Depuis l’indépendance, notre rapport à l’État s’est souvent caractérisé, et non sans raisons, par une défiance viscérale envers les institutions et les lois. Héritage direct de la lutte contre l’esclavage, ce rejet des chaînes s’est transformé en une méfiance généralisée à l’égard de toute forme de contrainte. Nos révolutions, nos insurrections et même nos crises politiques récurrentes reflètent cette incapacité chronique à concilier liberté individuelle et cadre collectif. Il s’agit là d’une tension permanente qui’il nous faut résoudre en réflichissant profondément à la manière dont nous percevons et intégrons la liberté dans nos structures sociales.
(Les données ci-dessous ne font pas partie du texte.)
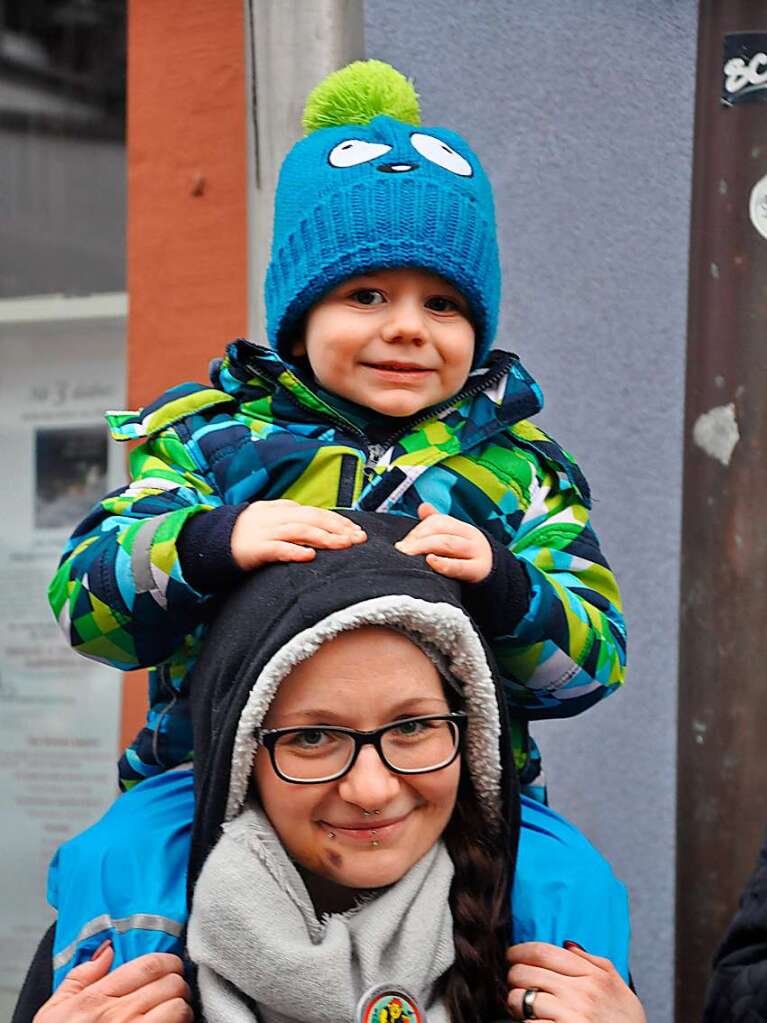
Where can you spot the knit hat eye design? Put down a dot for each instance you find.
(373, 191)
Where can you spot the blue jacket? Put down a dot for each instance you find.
(564, 888)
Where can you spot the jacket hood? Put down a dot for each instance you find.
(281, 615)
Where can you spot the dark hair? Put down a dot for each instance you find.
(475, 987)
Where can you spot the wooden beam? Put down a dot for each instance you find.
(722, 767)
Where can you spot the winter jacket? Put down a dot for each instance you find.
(737, 991)
(125, 591)
(559, 886)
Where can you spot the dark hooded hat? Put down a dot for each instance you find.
(280, 616)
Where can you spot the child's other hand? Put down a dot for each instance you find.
(452, 547)
(286, 531)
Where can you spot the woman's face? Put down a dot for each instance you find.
(361, 679)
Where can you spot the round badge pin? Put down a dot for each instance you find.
(389, 1004)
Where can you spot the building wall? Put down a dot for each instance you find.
(583, 115)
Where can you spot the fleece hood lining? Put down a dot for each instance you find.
(446, 635)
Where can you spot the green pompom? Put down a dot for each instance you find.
(359, 92)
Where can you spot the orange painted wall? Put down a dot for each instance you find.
(187, 222)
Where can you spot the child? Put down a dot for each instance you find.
(378, 394)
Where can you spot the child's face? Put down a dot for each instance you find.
(394, 341)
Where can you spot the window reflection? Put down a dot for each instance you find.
(61, 146)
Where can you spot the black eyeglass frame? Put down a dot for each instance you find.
(268, 738)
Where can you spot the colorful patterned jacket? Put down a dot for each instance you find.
(262, 433)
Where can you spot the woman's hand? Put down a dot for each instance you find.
(286, 531)
(150, 988)
(572, 986)
(452, 547)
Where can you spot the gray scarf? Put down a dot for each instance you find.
(262, 953)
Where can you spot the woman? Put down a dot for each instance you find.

Nous sommes le peuple de Vertières, celui qui n’a pas négocié sa liberté et qui a fait d’elle une condition sine qua non de l’existence. C’est une fierté, le pilier de notre communauté imaginée, notre mythe national. Il ne saurait être question de l’abandonner. Cependant, nos institutions, constamment sous tension, ont besoin, pour leur survie, que nous arrivions à concilier l’ordre collectif avec l’esprit libertaire individuel. Nos lois sont écrites, mais rarement appliquées, un peu comme si les appliquer serait une atteinte à cette liberté sacrée que nous portons en nous comme un héritage génétique. Or, sans des lois respectées et des institutions fortes, cette liberté chèrement acquise, se transforme en chaos, en une spirale où chacun agit selon son propre intérêt, au détriment du bien commun.
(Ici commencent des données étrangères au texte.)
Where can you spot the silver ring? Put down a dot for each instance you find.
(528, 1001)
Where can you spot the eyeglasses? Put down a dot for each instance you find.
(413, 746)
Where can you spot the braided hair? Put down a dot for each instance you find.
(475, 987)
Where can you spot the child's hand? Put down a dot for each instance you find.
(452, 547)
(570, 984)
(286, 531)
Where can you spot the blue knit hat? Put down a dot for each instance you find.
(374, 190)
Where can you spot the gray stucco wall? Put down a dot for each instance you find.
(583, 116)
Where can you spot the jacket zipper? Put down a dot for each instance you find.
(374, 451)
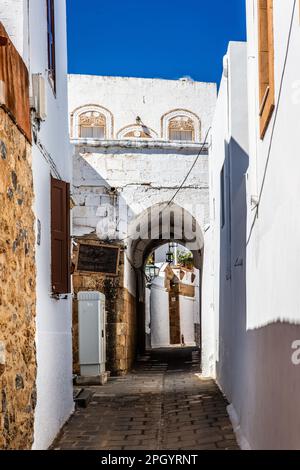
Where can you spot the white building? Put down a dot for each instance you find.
(135, 141)
(40, 37)
(253, 312)
(161, 308)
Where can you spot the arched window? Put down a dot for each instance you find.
(92, 122)
(136, 131)
(92, 125)
(181, 128)
(181, 125)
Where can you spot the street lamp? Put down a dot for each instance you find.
(170, 257)
(151, 272)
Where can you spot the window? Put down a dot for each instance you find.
(266, 63)
(138, 134)
(181, 128)
(223, 196)
(92, 125)
(60, 237)
(51, 42)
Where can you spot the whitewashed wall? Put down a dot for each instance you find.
(150, 99)
(51, 155)
(256, 295)
(273, 296)
(54, 320)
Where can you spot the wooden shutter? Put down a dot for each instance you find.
(266, 63)
(60, 236)
(51, 42)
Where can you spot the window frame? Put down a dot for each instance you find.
(192, 140)
(223, 196)
(61, 233)
(265, 64)
(50, 5)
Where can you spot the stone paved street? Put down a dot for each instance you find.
(164, 404)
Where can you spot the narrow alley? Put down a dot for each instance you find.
(164, 404)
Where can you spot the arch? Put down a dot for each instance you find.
(181, 119)
(100, 112)
(153, 228)
(136, 131)
(162, 223)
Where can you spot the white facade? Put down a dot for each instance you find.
(159, 314)
(118, 178)
(254, 257)
(26, 22)
(159, 311)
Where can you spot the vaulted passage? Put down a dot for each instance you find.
(163, 404)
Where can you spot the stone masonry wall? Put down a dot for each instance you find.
(121, 318)
(17, 289)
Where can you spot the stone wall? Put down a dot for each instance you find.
(17, 289)
(121, 318)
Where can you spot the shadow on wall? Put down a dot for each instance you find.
(254, 368)
(232, 274)
(96, 207)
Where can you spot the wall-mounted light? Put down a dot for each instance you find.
(151, 272)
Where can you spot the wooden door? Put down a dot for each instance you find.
(174, 312)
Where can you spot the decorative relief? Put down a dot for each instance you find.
(181, 123)
(92, 119)
(185, 123)
(92, 116)
(136, 131)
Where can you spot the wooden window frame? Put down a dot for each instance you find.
(223, 196)
(61, 271)
(50, 4)
(266, 64)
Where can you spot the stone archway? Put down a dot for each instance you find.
(153, 228)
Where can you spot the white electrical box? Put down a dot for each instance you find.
(39, 97)
(92, 341)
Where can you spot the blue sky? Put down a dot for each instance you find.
(159, 38)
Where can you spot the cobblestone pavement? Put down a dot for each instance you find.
(164, 404)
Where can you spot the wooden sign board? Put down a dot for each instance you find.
(98, 258)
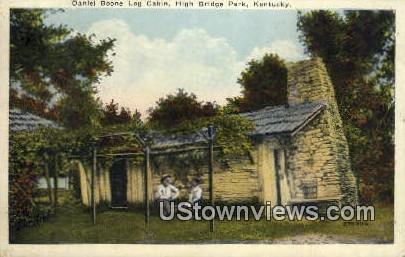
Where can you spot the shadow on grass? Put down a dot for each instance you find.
(73, 224)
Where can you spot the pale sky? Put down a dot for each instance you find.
(202, 51)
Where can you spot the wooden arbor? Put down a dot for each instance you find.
(147, 153)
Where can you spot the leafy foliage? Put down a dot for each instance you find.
(264, 83)
(113, 117)
(53, 71)
(175, 110)
(358, 49)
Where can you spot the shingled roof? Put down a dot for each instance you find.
(270, 120)
(283, 119)
(25, 121)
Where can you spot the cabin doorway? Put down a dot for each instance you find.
(118, 178)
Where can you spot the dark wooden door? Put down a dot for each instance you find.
(118, 181)
(277, 169)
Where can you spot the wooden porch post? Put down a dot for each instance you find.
(93, 175)
(147, 204)
(55, 182)
(211, 169)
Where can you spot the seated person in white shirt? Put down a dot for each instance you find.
(166, 193)
(195, 195)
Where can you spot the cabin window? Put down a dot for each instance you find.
(310, 190)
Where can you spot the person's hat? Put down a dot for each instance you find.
(197, 179)
(165, 176)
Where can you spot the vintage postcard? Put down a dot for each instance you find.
(178, 128)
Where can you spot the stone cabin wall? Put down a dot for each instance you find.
(319, 152)
(234, 180)
(309, 81)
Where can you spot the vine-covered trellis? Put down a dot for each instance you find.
(146, 152)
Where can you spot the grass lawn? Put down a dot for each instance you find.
(72, 224)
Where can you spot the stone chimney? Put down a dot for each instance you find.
(308, 81)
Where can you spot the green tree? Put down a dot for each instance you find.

Si la prison semble affecter les Haïtiens plus que d’autres, c’est peut-être parce qu’elle touche à l’essence même de ce que nous sommes : un peuple profondément attaché à sa liberté, au point d’en faire une condition de survie. Même si, au-delà de cette dimension intrinsèque, il faut aussi considérer le risque bien réel que les prisonniers étrangers soient mieux traités que les Haïtiens, malinchisme et représentations diplomatiques obligent. Cette situation explique peut-être pourquoi nous dépérissons dans des prisons où d’autres survivent, mais aussi pourquoi nous dépérissons dans des États où d’autres construisent. Cette liberté absolue en deviendrait un talon d’Achille collectif, nous empêchant d’accepter les règles nécessaires à la construction d’un véritable État de droit, puisque, une sorte de miroir d’un peuple pour qui être enchaîné, même par des règles, équivaut toujours à mourir un peu.